Olam Haba, le monde parfait de Machia’h, n’est pas une réalité déconnectée de notre existence présente. C’est le résultat de nos efforts quotidiens dans notre approche du monde matériel et son perfectionnement. Le monde de Machia’h représente la réalisation ultime du potentiel divin investi dans la création, l’ère où se révèlera tout le bien inhérent à l’homme et à toute existence créée. Ainsi le monde présent est-il, à la fois pour «le juste parfait» et «le conquérant», le moyen et le monde futur, le but.

Le «juste parfait» a également besoin de l’existence matérielle comme véhicule qui mène à la perfection ultime. Quant au «conquérant», il voit lui aussi la perfection comme le but où le mènent ses efforts. Car bien que le but de la vie se définisse par le processus lui-même, chaque processus significatif doit avoir un but.

Donc tous deux réclament les deux mondes comme part de leur mission dans la vie, mais leurs priorités sont inversées.

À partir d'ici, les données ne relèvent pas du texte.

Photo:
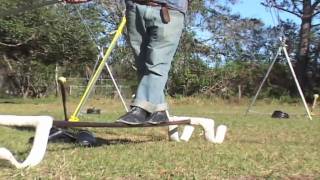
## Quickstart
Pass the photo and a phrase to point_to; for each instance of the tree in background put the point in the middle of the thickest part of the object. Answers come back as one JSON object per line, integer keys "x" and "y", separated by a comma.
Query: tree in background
{"x": 308, "y": 11}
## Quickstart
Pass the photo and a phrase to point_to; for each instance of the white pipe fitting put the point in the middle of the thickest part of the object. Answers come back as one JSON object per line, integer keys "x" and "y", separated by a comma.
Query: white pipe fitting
{"x": 207, "y": 126}
{"x": 42, "y": 124}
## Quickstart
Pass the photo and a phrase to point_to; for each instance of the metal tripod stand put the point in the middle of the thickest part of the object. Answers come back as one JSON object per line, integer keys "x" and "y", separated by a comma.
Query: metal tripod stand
{"x": 284, "y": 49}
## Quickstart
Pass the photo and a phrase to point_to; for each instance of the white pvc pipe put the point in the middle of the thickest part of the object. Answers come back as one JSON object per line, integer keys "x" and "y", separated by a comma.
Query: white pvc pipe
{"x": 207, "y": 126}
{"x": 42, "y": 124}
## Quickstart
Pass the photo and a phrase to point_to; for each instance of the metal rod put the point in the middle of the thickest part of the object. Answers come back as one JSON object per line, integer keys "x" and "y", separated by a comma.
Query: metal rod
{"x": 65, "y": 124}
{"x": 116, "y": 86}
{"x": 64, "y": 99}
{"x": 263, "y": 81}
{"x": 95, "y": 77}
{"x": 296, "y": 81}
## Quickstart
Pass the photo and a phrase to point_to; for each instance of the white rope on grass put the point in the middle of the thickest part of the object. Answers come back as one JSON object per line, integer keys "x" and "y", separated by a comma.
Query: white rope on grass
{"x": 42, "y": 124}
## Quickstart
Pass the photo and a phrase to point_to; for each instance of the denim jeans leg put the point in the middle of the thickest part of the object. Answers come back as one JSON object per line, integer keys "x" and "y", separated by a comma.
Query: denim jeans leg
{"x": 158, "y": 44}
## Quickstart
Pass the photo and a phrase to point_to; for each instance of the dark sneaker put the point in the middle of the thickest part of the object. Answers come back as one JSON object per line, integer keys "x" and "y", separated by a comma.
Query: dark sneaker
{"x": 158, "y": 117}
{"x": 135, "y": 116}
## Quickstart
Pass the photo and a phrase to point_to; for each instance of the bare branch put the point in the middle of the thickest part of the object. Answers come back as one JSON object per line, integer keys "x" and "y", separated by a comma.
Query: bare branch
{"x": 295, "y": 7}
{"x": 277, "y": 6}
{"x": 315, "y": 5}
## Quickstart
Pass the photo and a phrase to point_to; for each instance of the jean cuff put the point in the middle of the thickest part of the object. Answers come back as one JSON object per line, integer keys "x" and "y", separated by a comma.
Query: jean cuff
{"x": 149, "y": 106}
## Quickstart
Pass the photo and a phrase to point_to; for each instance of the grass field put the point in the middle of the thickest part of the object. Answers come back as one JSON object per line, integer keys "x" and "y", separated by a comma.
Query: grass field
{"x": 256, "y": 146}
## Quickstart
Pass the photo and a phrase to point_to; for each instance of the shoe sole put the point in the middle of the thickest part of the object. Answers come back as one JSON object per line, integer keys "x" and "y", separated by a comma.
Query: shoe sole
{"x": 130, "y": 123}
{"x": 156, "y": 123}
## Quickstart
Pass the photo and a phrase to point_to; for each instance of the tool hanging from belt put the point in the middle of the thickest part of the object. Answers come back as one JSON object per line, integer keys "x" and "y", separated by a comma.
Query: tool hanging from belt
{"x": 164, "y": 11}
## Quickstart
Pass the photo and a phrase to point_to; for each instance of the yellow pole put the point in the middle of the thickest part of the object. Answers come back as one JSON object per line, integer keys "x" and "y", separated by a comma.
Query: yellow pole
{"x": 74, "y": 117}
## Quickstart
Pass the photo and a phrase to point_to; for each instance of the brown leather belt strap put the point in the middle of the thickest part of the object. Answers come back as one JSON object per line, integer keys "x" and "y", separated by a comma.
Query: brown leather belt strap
{"x": 148, "y": 3}
{"x": 165, "y": 16}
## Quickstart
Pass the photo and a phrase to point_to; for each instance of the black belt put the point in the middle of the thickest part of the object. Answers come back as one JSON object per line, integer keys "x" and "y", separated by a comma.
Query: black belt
{"x": 165, "y": 16}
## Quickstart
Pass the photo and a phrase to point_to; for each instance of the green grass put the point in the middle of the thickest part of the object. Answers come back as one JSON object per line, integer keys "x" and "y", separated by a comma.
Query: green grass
{"x": 256, "y": 146}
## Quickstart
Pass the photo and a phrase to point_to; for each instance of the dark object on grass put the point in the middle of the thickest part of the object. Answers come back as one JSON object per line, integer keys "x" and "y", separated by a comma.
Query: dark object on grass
{"x": 279, "y": 114}
{"x": 86, "y": 138}
{"x": 93, "y": 111}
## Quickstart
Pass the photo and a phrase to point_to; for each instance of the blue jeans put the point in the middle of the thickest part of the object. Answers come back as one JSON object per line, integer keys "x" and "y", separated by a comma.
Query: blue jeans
{"x": 154, "y": 45}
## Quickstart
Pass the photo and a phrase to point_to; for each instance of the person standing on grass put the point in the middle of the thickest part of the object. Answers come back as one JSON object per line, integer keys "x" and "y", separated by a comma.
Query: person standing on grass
{"x": 154, "y": 30}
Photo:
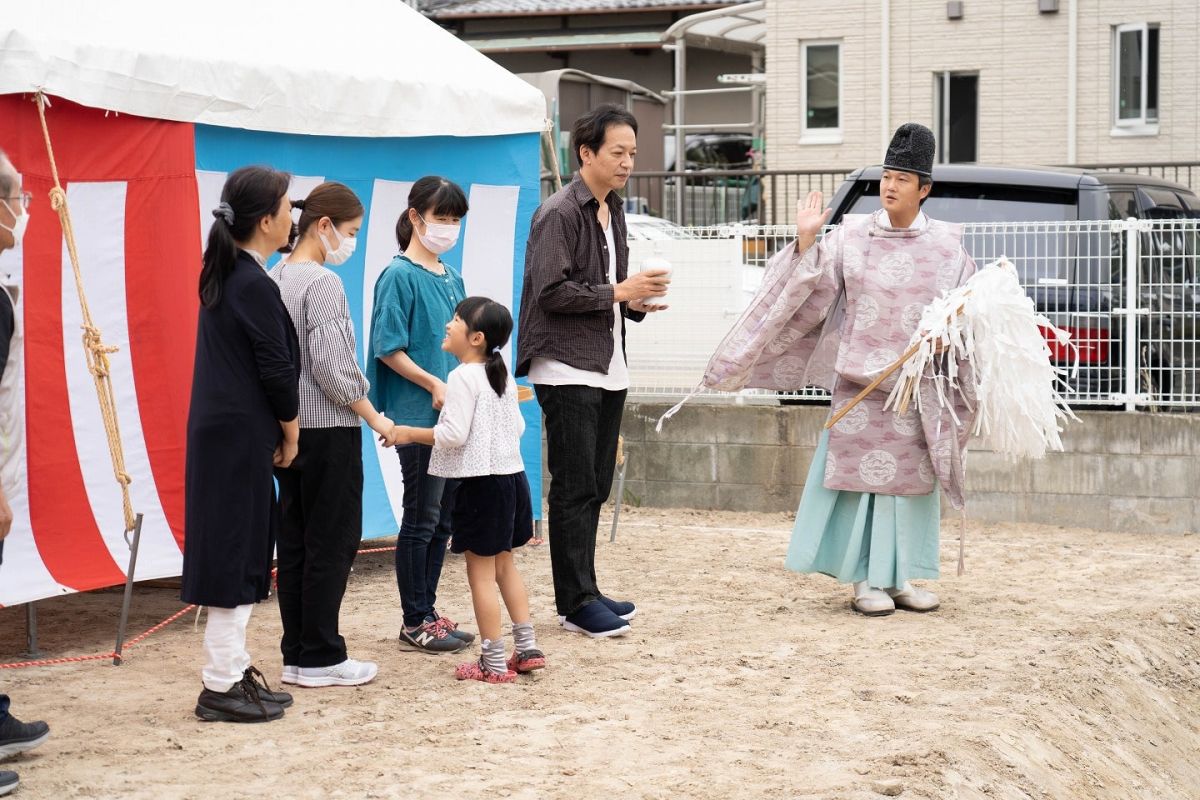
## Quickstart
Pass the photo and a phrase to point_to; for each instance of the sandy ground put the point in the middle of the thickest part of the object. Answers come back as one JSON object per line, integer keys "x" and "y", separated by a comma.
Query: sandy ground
{"x": 1065, "y": 665}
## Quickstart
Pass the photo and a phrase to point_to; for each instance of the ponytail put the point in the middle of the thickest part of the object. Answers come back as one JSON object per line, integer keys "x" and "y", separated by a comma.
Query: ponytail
{"x": 249, "y": 194}
{"x": 495, "y": 322}
{"x": 497, "y": 371}
{"x": 219, "y": 259}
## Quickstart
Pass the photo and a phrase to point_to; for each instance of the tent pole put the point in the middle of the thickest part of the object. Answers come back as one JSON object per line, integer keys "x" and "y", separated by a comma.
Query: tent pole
{"x": 31, "y": 650}
{"x": 129, "y": 591}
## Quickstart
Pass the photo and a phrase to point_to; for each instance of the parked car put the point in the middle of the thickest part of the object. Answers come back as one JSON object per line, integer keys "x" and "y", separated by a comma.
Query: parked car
{"x": 1078, "y": 280}
{"x": 718, "y": 151}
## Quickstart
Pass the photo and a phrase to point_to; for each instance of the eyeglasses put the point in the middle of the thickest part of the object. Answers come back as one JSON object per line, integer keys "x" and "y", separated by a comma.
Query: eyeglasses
{"x": 24, "y": 197}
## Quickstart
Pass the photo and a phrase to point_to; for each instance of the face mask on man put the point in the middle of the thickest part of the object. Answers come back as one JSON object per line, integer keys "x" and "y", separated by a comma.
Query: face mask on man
{"x": 18, "y": 226}
{"x": 343, "y": 251}
{"x": 439, "y": 238}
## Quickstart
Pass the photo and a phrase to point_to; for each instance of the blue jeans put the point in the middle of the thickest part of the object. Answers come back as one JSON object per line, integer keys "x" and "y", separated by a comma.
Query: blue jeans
{"x": 424, "y": 533}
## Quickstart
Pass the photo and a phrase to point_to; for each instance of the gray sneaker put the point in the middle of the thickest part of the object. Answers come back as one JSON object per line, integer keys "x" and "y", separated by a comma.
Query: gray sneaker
{"x": 430, "y": 637}
{"x": 348, "y": 673}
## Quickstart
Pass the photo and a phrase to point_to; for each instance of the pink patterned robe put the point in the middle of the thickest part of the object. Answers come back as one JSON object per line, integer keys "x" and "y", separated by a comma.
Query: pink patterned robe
{"x": 835, "y": 317}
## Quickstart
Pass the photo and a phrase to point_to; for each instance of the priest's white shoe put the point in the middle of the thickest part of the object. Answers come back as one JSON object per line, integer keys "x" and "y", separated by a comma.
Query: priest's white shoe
{"x": 912, "y": 599}
{"x": 871, "y": 602}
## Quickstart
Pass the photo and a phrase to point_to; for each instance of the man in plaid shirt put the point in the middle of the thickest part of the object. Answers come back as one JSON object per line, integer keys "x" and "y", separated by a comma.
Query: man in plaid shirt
{"x": 571, "y": 344}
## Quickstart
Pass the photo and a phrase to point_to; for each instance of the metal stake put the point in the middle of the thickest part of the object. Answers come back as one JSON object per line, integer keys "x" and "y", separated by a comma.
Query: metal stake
{"x": 31, "y": 650}
{"x": 621, "y": 497}
{"x": 129, "y": 591}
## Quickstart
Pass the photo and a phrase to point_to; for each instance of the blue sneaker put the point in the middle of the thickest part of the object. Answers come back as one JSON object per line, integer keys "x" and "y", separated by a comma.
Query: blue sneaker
{"x": 595, "y": 620}
{"x": 625, "y": 611}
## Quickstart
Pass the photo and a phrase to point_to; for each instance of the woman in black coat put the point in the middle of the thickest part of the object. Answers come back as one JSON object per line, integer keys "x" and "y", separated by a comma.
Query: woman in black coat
{"x": 240, "y": 425}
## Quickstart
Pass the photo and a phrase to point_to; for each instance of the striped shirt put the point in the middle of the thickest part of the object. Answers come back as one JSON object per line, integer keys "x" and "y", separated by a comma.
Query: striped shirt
{"x": 330, "y": 378}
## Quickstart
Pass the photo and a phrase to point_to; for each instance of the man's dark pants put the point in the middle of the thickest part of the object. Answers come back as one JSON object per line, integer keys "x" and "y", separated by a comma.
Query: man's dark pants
{"x": 582, "y": 426}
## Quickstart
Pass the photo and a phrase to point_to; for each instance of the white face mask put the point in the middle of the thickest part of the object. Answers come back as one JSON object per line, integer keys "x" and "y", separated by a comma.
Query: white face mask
{"x": 343, "y": 251}
{"x": 18, "y": 226}
{"x": 439, "y": 238}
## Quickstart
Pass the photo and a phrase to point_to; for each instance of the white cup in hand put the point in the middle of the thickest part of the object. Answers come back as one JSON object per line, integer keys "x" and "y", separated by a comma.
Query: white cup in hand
{"x": 655, "y": 263}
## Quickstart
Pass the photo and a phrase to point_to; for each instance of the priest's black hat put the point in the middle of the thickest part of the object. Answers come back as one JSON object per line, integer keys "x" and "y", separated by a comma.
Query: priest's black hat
{"x": 911, "y": 150}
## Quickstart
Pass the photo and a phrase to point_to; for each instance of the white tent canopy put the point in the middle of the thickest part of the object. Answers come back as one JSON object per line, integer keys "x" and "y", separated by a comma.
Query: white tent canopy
{"x": 358, "y": 67}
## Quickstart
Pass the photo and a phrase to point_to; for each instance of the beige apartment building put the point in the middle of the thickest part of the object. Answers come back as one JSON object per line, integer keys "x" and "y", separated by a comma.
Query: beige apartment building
{"x": 1005, "y": 82}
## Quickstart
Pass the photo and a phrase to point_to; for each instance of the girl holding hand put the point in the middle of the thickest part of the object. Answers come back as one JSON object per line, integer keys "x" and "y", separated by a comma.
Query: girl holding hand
{"x": 478, "y": 441}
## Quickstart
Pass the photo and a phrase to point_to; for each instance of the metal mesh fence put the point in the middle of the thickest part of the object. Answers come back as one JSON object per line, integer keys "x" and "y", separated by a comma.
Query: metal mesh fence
{"x": 1127, "y": 290}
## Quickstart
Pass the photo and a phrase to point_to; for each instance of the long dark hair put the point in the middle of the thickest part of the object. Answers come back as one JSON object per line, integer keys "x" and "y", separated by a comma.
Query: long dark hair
{"x": 493, "y": 320}
{"x": 443, "y": 197}
{"x": 330, "y": 199}
{"x": 250, "y": 193}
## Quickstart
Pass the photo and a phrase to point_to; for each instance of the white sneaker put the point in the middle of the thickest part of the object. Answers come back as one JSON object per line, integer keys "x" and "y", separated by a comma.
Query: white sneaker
{"x": 871, "y": 602}
{"x": 348, "y": 673}
{"x": 912, "y": 599}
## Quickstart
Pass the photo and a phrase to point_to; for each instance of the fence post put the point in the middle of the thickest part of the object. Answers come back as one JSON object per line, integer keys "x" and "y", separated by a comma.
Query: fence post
{"x": 1131, "y": 312}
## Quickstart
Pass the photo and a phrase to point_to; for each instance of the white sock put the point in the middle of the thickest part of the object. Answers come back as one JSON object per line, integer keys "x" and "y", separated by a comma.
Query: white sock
{"x": 492, "y": 656}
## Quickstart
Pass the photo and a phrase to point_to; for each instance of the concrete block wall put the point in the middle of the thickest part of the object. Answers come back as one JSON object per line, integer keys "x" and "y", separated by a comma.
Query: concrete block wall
{"x": 1120, "y": 471}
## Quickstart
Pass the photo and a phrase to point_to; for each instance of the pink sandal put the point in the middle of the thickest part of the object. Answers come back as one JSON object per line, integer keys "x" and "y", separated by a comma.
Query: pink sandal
{"x": 474, "y": 671}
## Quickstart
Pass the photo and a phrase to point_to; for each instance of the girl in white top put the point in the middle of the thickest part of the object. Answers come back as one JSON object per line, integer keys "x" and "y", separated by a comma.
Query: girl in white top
{"x": 478, "y": 441}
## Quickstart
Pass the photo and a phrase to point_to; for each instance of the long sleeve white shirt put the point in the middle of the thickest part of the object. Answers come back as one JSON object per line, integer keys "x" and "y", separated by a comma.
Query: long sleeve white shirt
{"x": 478, "y": 433}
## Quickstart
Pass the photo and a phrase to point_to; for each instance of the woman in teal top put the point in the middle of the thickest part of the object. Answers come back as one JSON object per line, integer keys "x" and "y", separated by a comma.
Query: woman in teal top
{"x": 414, "y": 300}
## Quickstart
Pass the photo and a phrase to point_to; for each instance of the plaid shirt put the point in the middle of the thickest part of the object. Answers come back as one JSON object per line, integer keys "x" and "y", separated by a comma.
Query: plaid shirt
{"x": 567, "y": 302}
{"x": 330, "y": 378}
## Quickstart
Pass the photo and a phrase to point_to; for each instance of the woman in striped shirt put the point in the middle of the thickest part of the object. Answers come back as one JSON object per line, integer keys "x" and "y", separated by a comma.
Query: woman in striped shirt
{"x": 321, "y": 493}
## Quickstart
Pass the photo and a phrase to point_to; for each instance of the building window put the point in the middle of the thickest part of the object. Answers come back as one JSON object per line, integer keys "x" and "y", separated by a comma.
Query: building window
{"x": 1135, "y": 78}
{"x": 821, "y": 89}
{"x": 957, "y": 113}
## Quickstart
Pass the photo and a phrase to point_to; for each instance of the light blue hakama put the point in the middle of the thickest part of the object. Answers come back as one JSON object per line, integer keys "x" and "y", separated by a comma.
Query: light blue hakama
{"x": 882, "y": 539}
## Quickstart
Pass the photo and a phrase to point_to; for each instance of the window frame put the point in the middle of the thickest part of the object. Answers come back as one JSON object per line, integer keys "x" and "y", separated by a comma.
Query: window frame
{"x": 1139, "y": 125}
{"x": 942, "y": 112}
{"x": 821, "y": 136}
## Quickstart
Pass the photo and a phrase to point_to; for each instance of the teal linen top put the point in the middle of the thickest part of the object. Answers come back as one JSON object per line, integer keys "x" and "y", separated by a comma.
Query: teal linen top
{"x": 412, "y": 307}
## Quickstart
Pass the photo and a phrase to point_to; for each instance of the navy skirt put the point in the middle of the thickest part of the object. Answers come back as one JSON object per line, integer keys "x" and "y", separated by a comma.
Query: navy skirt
{"x": 492, "y": 515}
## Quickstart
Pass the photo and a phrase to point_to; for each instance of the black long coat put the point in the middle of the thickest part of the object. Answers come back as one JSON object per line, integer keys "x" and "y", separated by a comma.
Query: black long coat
{"x": 247, "y": 361}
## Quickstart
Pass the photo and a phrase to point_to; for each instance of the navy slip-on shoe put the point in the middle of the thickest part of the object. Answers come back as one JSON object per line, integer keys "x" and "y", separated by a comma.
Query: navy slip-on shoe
{"x": 595, "y": 620}
{"x": 623, "y": 609}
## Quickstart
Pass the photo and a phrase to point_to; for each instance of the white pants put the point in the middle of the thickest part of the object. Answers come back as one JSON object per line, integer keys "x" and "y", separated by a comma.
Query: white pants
{"x": 225, "y": 647}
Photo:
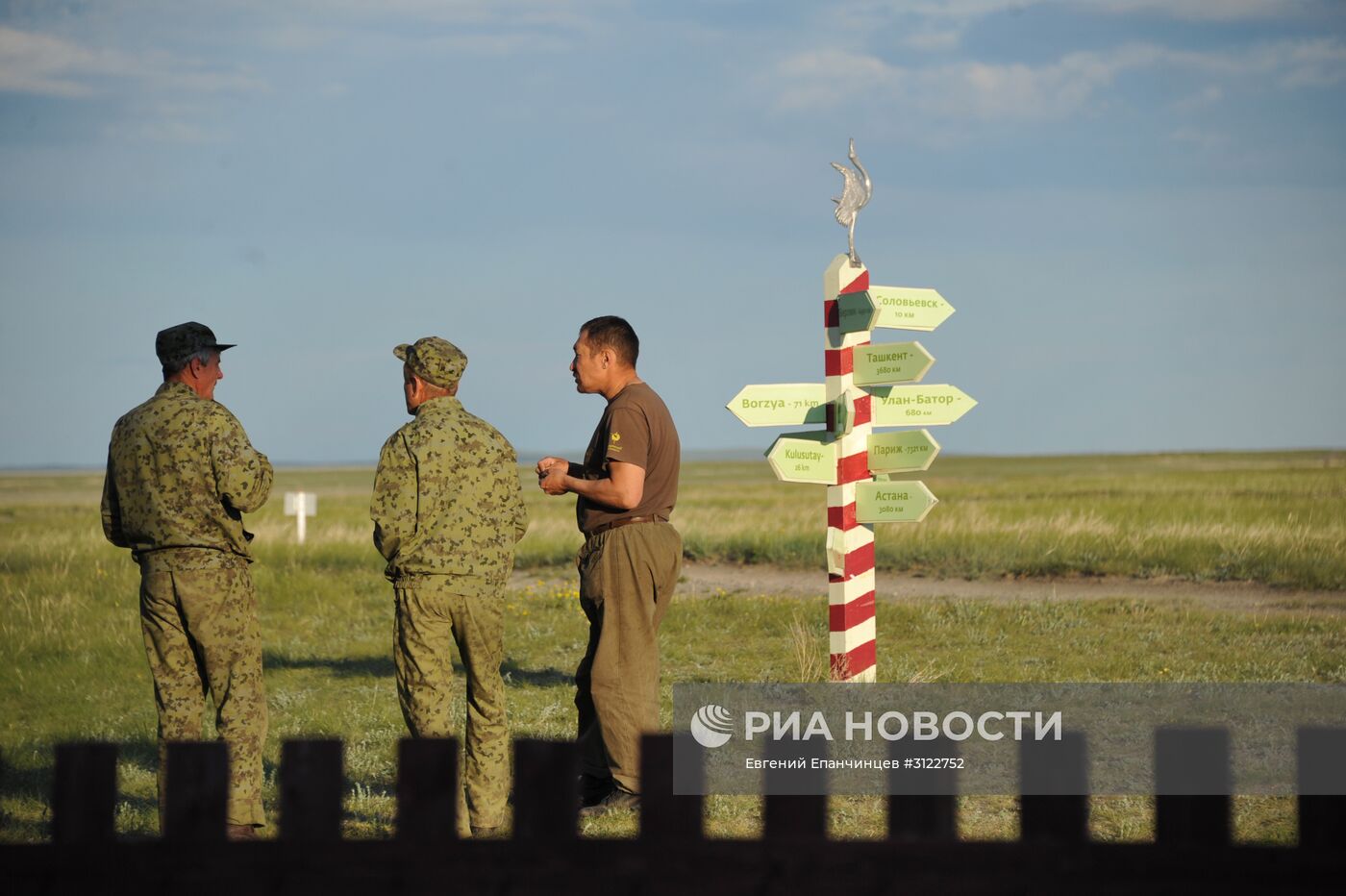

Pour les «Yaakov» du monde, le monde matériel est un outil, un moyen d’arriver à une fin. Pour les «Essav», les implications de l’homme dans la matérialité et les combats que cela implique constituent l’histoire de la vie. Si une vision future est nécessaire, ce n’est que comme point de référence (comme moyen) qui sert à donner de la cohérence et une direction au «véritable» travail de la vie (la fin).

La tension qui les oppose quant à leur vision différente des «deux mondes» n’est pas négative. C’est le résultat de deux perspectives, toutes deux positives et nécessaires, toutes deux composants indispensables de la mission de l’homme dans la vie.